Chacun des quatre chefs d’Etat successifs du Mali a eu à gérer son conflit du Nord : Modibo Kéita en 1963, Moussa Traoré en 1990, ATT en 1991 et Alpha O. Konaré en 1992. Comment les Maliens ne seraient-ils pas encore avertis d’une si longue expérience ? Peut-on ramener la dimension du choc de deux cultures à des problèmes de droits, si fondamentalement et préalablement on ne prend pas en compte la dimension des problèmes humains qui couvent, différents d’époques en époques, de générations à générations ? Si les armes pouvaient régler le problème, nous n’en serions pas au 6e conflit ! Et ceux qui se réfèrent constamment au Pacte national, pensant ainsi régler le problème, peuvent-ils affirmer que toutes les dispositions en ont été appliquées en temps et en lieu ? Que le recours aux armes et au sang comme arme de dialogue soit hautement répréhensible, qui oserait en douter ? Malheureusement, tel est le scénario immuable dans le cas qui nous occupe, dès lors que le plus faible se croit (je dis bien « se croit ») méprisé et humilié par le plus fort. Seule la sérénité permet aux belligérants d’un conflit de se rendre mutuellement compte que chacun a ses torts et ses raisons.
Beaucoup plus que les arguments qui, de toutes façons, sont piégés de part et d’autre étant donné que chacun croit avoir raison, il est préférable que les Maliens, pareils en cela à presque tous les pays du monde, apprennent à gérer leurs minorités avec calme et intelligence. Les Etats-Unis sont, à notre connaissance, l’un des rares pays au monde à ne pas avoir de problème minoritaire. Mais s’il en est ainsi, c’est justement parce que l’Etat en est bâti, non sur la nation, mais sur le fait communautaire qui consiste à la reconnaissance et à la promotion des cultures ethniques différentielles. Ce n’est pas la force militaire de la France qui règlera le problème corse, pas plus que celle d’Israël et des Etats-Unis, le problème palestinien. La minorité blanche du Nord n’est pas un prurit sur le corps paisible du Mali malade, mais un tissu intime de son ADN. De la sorte, elle peut être notre chemin de croix comme notre part de génie. A nous de choisir.

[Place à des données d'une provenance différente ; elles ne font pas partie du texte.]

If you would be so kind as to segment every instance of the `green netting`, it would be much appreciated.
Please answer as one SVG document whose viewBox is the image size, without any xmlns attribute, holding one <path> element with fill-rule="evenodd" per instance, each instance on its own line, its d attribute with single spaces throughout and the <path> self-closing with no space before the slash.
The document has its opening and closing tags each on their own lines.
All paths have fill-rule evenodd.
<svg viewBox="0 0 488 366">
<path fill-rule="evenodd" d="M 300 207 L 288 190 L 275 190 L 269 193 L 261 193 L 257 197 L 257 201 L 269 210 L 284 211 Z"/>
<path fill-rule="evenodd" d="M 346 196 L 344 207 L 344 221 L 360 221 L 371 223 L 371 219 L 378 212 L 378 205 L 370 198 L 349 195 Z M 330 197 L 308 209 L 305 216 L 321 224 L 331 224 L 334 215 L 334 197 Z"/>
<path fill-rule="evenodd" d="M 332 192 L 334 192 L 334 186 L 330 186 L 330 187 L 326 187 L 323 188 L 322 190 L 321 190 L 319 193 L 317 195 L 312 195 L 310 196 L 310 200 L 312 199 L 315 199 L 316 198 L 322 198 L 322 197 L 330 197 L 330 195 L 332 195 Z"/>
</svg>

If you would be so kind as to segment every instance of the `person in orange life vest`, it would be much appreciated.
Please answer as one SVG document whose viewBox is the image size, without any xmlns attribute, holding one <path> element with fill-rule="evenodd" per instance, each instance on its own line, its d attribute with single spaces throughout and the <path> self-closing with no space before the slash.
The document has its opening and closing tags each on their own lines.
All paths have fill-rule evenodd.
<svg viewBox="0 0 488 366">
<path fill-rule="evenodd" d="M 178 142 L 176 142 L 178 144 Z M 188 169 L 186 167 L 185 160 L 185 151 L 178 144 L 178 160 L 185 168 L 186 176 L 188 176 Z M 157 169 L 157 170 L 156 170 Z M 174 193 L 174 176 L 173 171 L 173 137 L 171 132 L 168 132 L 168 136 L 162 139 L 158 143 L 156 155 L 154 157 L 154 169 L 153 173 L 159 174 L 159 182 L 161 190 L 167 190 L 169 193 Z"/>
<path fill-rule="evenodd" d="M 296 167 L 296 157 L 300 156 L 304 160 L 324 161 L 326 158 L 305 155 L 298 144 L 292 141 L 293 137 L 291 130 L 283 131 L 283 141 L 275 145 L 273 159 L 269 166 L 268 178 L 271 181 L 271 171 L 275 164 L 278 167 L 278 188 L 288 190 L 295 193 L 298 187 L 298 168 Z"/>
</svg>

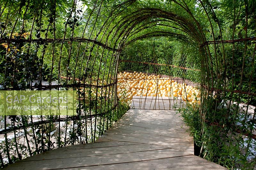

Mais ce qui donne une dimension absolument inquiétante à ce qui apparaît comme une réaction de panique devant les récents événements, c’est leur référence à la perspective de l’exploitation du pétrole au nord de notre pays. Ainsi, donc, malgré les exemples de nos voisins détenteurs de pétrole qui crèvent les yeux, les Maliens ne se convainquent pas que le pétrole peut être au piège. Qu’il n’est une richesse que gérée comme un plus qui laisse l’effort et la cohésion nationale intacts ; alors qu’il est inévitablement un poison pour les peuples qui se l’approprient, dans leur tête, comme l’Eldorado. Et c’est pourquoi, la meilleure chose que nous ayons à faire dès maintenant, c’est de préparer sérieusement ensemble les clauses politiques, économiques et sociales de la gestion de cette richesse probable, afin que le Mali, par cet exemple, apparaisse au monde comme l’un des plus mûrs parmi ses semblables.
Pascal Baba Coulibaly
(anthropologue)
1. Ambéry A. Rhissa : « Problèmes du Nord : brève genèse historique », document manuscrit non daté.